Sehen Sie eine Gefahr, dass auf den Chor oder die Kirchenmusik an der Dresdner Frauenkirche generell existenzielle Nöte zukommen?
Grünert: Naja, mich plagen schon Sorgen, wie ich meine Chorarbeit effizient-künstlerisch, aber auch finanziell-organisatorisch auf die Reihe bekommen kann mit den Einschränkungen. Aber unterm Strich macht es nach wie vor unglaublich viel Spaß, mit so motivierten Sängern zu arbeiten. Man muss halt auch in so einer Situation das Gute sehen und das Beste draus machen. Fatal wäre es, wenn man sagt, man hat verloren. Wenn ich auf das Musikjahr 2021 schaue, bin ich vor allem dankbar und stolz: Sofern die Veranstaltungslänge genehmigt wird, dürfen wir tatsächlich eine „Johannes-Passion“ machen und das „Weihnachtsoratorium“ aufs Programm setzen. Auch ein Mozart-Requiem steht auf dem Plan. Insofern schätze ich mich schon glücklich: Ich habe die Chorsänger an meiner Seite, und ich habe die wirklich exzellenten Musiker der Staatskapelle, die danach lechzen, endlich wieder Musik vor einem größeren Publikum machen zu dürfen. Und schließlich habe ich hier das organisatorische Umfeld, das auch nicht weggebrochen ist. Das alles gibt mir eine Sicherheit und Gelassenheit.

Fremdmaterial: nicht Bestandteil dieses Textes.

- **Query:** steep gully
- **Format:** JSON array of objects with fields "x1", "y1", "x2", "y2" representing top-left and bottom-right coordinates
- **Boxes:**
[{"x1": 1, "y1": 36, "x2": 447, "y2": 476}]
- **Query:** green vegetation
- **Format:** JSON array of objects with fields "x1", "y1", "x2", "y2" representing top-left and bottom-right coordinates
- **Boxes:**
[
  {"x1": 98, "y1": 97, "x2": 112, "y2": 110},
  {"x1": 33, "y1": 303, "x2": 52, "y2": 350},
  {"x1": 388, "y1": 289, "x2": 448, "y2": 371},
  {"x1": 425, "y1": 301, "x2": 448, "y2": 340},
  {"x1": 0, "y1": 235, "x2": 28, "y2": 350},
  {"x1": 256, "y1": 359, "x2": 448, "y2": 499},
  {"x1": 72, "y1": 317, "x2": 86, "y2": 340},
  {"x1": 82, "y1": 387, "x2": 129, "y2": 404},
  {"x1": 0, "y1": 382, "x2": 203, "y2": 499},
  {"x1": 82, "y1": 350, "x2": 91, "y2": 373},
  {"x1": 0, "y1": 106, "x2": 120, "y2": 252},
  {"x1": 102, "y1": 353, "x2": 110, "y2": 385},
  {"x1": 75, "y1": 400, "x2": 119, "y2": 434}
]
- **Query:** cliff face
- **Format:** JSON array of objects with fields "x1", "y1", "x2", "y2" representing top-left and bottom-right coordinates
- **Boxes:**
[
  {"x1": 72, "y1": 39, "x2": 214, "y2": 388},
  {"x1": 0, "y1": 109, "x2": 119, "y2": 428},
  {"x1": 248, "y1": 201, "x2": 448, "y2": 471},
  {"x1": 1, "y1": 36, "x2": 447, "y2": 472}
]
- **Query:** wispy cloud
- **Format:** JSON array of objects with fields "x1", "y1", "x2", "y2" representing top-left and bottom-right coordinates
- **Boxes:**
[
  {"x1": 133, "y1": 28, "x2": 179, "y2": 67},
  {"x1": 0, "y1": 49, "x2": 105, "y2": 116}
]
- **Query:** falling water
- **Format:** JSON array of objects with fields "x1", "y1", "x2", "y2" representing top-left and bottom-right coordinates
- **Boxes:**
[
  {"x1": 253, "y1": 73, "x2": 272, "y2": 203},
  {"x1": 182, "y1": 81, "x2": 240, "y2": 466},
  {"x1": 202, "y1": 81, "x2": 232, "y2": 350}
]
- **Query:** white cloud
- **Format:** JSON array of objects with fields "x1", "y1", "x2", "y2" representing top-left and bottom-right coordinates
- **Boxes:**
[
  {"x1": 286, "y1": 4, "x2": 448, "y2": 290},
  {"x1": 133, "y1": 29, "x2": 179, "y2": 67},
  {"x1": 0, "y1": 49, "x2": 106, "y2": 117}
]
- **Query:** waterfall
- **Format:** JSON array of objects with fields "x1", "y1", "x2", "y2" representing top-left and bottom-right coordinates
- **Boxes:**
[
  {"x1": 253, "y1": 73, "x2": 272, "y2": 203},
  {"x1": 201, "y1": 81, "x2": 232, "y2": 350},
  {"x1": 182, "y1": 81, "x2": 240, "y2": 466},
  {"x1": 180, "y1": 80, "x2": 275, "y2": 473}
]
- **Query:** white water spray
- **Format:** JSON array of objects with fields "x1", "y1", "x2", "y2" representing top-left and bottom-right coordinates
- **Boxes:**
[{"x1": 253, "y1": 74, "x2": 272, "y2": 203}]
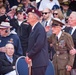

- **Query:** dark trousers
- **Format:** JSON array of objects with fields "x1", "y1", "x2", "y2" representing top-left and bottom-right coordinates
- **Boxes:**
[{"x1": 31, "y1": 66, "x2": 47, "y2": 75}]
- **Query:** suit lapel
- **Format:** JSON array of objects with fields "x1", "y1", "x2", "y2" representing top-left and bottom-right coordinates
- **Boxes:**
[
  {"x1": 72, "y1": 29, "x2": 76, "y2": 35},
  {"x1": 29, "y1": 22, "x2": 39, "y2": 35}
]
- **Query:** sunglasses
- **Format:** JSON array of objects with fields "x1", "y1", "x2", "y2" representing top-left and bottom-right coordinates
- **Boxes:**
[
  {"x1": 53, "y1": 13, "x2": 58, "y2": 15},
  {"x1": 42, "y1": 12, "x2": 50, "y2": 15}
]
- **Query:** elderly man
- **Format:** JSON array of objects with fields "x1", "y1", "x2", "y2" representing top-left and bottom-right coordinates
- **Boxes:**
[
  {"x1": 0, "y1": 43, "x2": 18, "y2": 75},
  {"x1": 48, "y1": 18, "x2": 75, "y2": 75},
  {"x1": 63, "y1": 12, "x2": 76, "y2": 75},
  {"x1": 25, "y1": 8, "x2": 49, "y2": 75},
  {"x1": 0, "y1": 22, "x2": 23, "y2": 56}
]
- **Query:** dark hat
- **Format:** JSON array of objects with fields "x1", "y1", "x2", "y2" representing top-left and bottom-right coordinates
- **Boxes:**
[
  {"x1": 16, "y1": 4, "x2": 24, "y2": 12},
  {"x1": 26, "y1": 8, "x2": 42, "y2": 17},
  {"x1": 61, "y1": 0, "x2": 69, "y2": 6},
  {"x1": 0, "y1": 22, "x2": 12, "y2": 28},
  {"x1": 52, "y1": 5, "x2": 60, "y2": 10},
  {"x1": 52, "y1": 18, "x2": 64, "y2": 27}
]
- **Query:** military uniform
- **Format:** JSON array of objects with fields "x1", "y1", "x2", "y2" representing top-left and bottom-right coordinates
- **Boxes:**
[{"x1": 48, "y1": 31, "x2": 75, "y2": 75}]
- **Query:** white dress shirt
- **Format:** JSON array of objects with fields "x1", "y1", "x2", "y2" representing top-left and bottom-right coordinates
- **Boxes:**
[
  {"x1": 71, "y1": 26, "x2": 76, "y2": 35},
  {"x1": 39, "y1": 0, "x2": 60, "y2": 11}
]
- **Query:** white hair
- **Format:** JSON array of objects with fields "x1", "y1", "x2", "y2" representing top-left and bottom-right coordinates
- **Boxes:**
[{"x1": 70, "y1": 12, "x2": 76, "y2": 19}]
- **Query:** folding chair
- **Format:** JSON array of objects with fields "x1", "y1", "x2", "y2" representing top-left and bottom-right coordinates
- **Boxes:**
[
  {"x1": 45, "y1": 60, "x2": 55, "y2": 75},
  {"x1": 15, "y1": 56, "x2": 29, "y2": 75}
]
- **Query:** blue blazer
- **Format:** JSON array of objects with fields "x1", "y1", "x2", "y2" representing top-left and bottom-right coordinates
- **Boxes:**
[{"x1": 27, "y1": 22, "x2": 49, "y2": 68}]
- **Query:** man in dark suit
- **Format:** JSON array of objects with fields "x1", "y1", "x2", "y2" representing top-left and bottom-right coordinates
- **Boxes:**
[
  {"x1": 0, "y1": 43, "x2": 18, "y2": 75},
  {"x1": 25, "y1": 8, "x2": 49, "y2": 75},
  {"x1": 63, "y1": 12, "x2": 76, "y2": 75}
]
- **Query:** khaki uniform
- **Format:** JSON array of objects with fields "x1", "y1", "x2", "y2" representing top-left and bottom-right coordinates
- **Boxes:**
[{"x1": 48, "y1": 31, "x2": 75, "y2": 75}]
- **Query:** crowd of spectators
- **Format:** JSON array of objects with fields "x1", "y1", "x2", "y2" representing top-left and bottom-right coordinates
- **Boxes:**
[{"x1": 0, "y1": 0, "x2": 76, "y2": 75}]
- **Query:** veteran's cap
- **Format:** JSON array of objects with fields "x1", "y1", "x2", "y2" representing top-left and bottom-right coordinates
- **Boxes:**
[
  {"x1": 0, "y1": 22, "x2": 12, "y2": 28},
  {"x1": 26, "y1": 8, "x2": 42, "y2": 17},
  {"x1": 16, "y1": 4, "x2": 24, "y2": 12},
  {"x1": 52, "y1": 18, "x2": 64, "y2": 27},
  {"x1": 61, "y1": 0, "x2": 69, "y2": 6}
]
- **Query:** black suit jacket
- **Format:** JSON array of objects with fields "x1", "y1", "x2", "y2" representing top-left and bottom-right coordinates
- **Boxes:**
[
  {"x1": 0, "y1": 53, "x2": 18, "y2": 74},
  {"x1": 27, "y1": 22, "x2": 49, "y2": 68},
  {"x1": 10, "y1": 19, "x2": 31, "y2": 55},
  {"x1": 63, "y1": 27, "x2": 76, "y2": 69}
]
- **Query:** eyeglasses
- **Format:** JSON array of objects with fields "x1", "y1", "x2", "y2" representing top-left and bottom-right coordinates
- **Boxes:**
[
  {"x1": 42, "y1": 12, "x2": 50, "y2": 15},
  {"x1": 53, "y1": 13, "x2": 58, "y2": 15}
]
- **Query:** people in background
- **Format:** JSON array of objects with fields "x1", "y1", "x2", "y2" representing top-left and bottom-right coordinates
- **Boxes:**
[
  {"x1": 61, "y1": 0, "x2": 72, "y2": 19},
  {"x1": 0, "y1": 43, "x2": 18, "y2": 75},
  {"x1": 39, "y1": 0, "x2": 60, "y2": 11},
  {"x1": 41, "y1": 8, "x2": 52, "y2": 37},
  {"x1": 21, "y1": 0, "x2": 36, "y2": 12},
  {"x1": 10, "y1": 6, "x2": 31, "y2": 56},
  {"x1": 53, "y1": 9, "x2": 65, "y2": 24},
  {"x1": 63, "y1": 12, "x2": 76, "y2": 75},
  {"x1": 0, "y1": 22, "x2": 23, "y2": 56},
  {"x1": 0, "y1": 5, "x2": 7, "y2": 23},
  {"x1": 7, "y1": 5, "x2": 17, "y2": 20}
]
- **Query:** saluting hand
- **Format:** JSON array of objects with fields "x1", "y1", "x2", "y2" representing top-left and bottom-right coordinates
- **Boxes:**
[
  {"x1": 0, "y1": 47, "x2": 6, "y2": 53},
  {"x1": 45, "y1": 26, "x2": 50, "y2": 32}
]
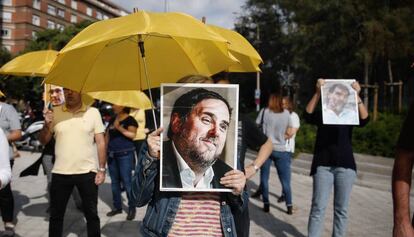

Haben Sie Sorge, dass das Publikum während der Coronakrise feststellen könnte, dass ihm die Konzerte gar nicht mehr fehlen?
Grünert: Sicher, die Gefahr besteht, keine Frage. Der Mensch ist ein Gewohnheitstier und was er sich abgewöhnen kann, gewöhnt er sich ab. Aber trotzdem bin ich der festen Überzeugung, dass Genuss im Allgemeinen – und da gehört das Musikhören dazu – absolute Lebensqualität ist. Und wenn man die Lebensqualität mal so für sich genossen hat, dann sucht man wieder den Weg dorthin zurück.